She gave a little laugh, repeating the word “how” in English.
“Je ne saurais vous dire ‘how;’ mais, enfin, les Anglais ont des idées à eux, en amitié, en amour, en tout. Mais au moins il n’est pas besoin de les surveiller,” she added, getting up and trotting away like the compact little pony she was.
“Then I hope,” murmured I to myself, “you will graciously let alone my letters for the future.”

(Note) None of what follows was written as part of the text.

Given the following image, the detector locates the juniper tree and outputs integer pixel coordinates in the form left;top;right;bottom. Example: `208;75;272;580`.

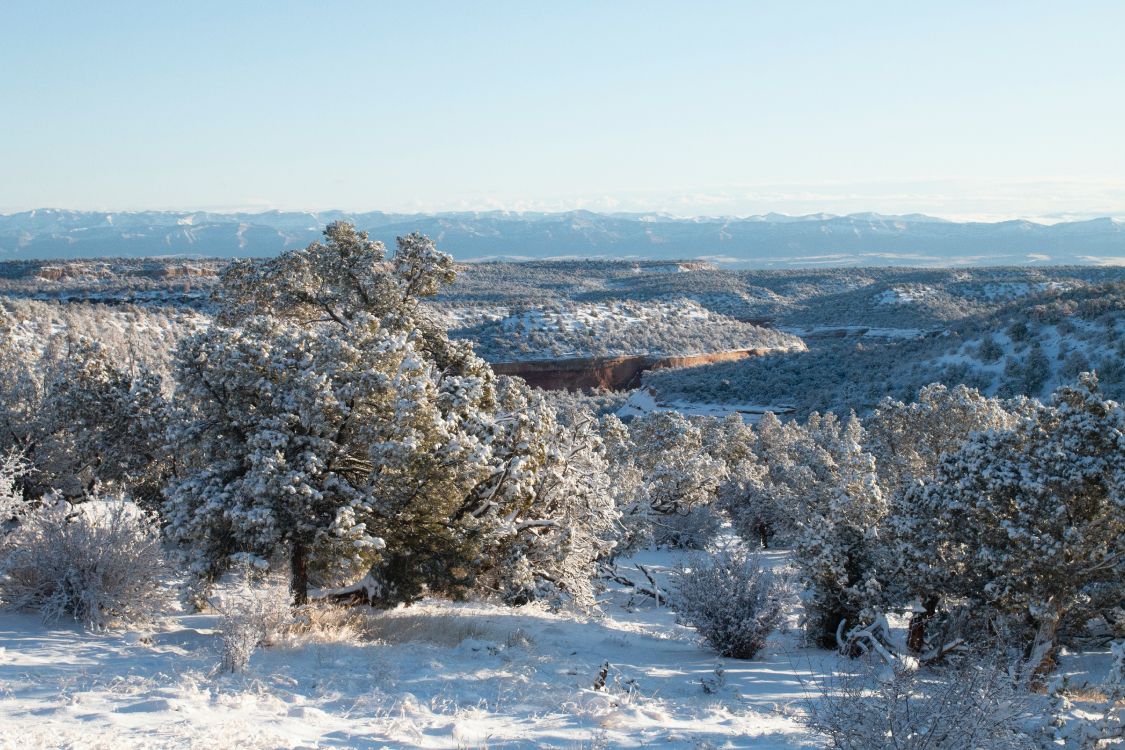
890;373;1125;671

Alas! something came rushing into my eyes, dimming utterly their vision, blotting from sight the schoolroom, the garden, the bright winter sun, as I remembered that never more would letters, such as she had read, come to me. I had seen the last of them. That goodly river on whose banks I had sojourned, of whose waves a few reviving drops had trickled to my lips, was bending to another course: it was leaving my little hut and field forlorn and sand-dry, pouring its wealth of waters far away. The change was right, just, natural; not a word could be said: but I loved my Rhine, my Nile; I had almost worshipped my Ganges, and I grieved that the grand tide should roll estranged, should vanish like a false mirage. Though stoical, I was not quite a stoic; drops streamed fast on my hands, on my desk: I wept one sultry shower, heavy and brief.

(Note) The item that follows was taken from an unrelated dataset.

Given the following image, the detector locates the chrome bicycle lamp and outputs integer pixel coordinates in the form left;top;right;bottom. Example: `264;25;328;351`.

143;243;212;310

But soon I said to myself, “The Hope I am bemoaning suffered and made me suffer much: it did not die till it was full time: following an agony so lingering, death ought to be welcome.”

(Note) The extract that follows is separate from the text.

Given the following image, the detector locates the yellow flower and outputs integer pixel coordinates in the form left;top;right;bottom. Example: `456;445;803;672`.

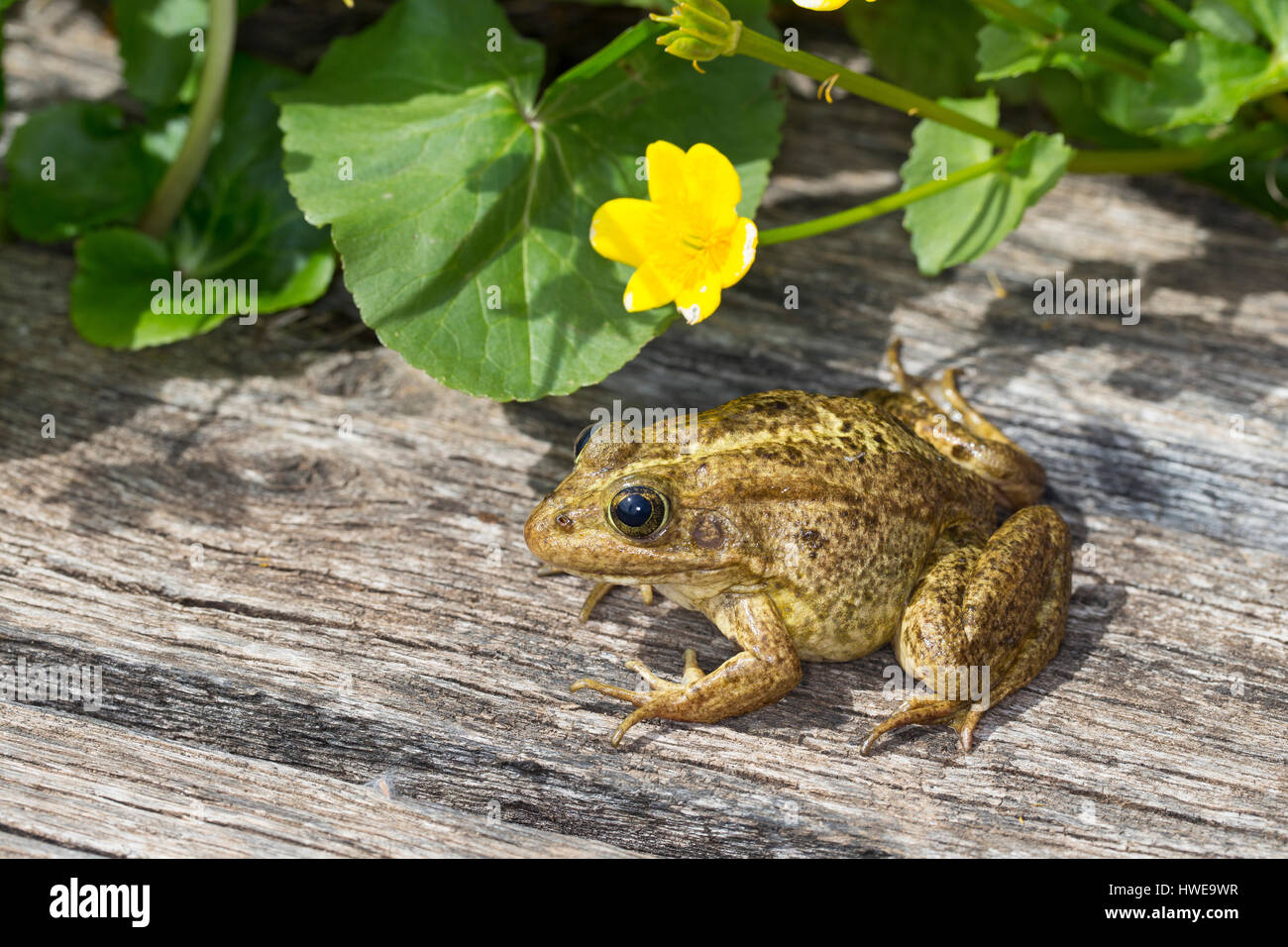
793;0;872;10
590;142;756;323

Welcome I endeavoured to make it. Indeed, long pain had made patience a habit. In the end I closed the eyes of my dead, covered its face, and composed its limbs with great calm.
The letters, however, must be put away, out of sight: people who have undergone bereavement always jealously gather together and lock away mementos: it is not supportable to be stabbed to the heart each moment by sharp revival of regret.
One vacant holiday afternoon (the Thursday) going to my treasure, with intent to consider its final disposal, I perceived—and this time with a strong impulse of displeasure—that it had been again tampered with: the packet was there, indeed, but the ribbon which secured it had been untied and retied; and by other symptoms I knew that my drawer had been visited.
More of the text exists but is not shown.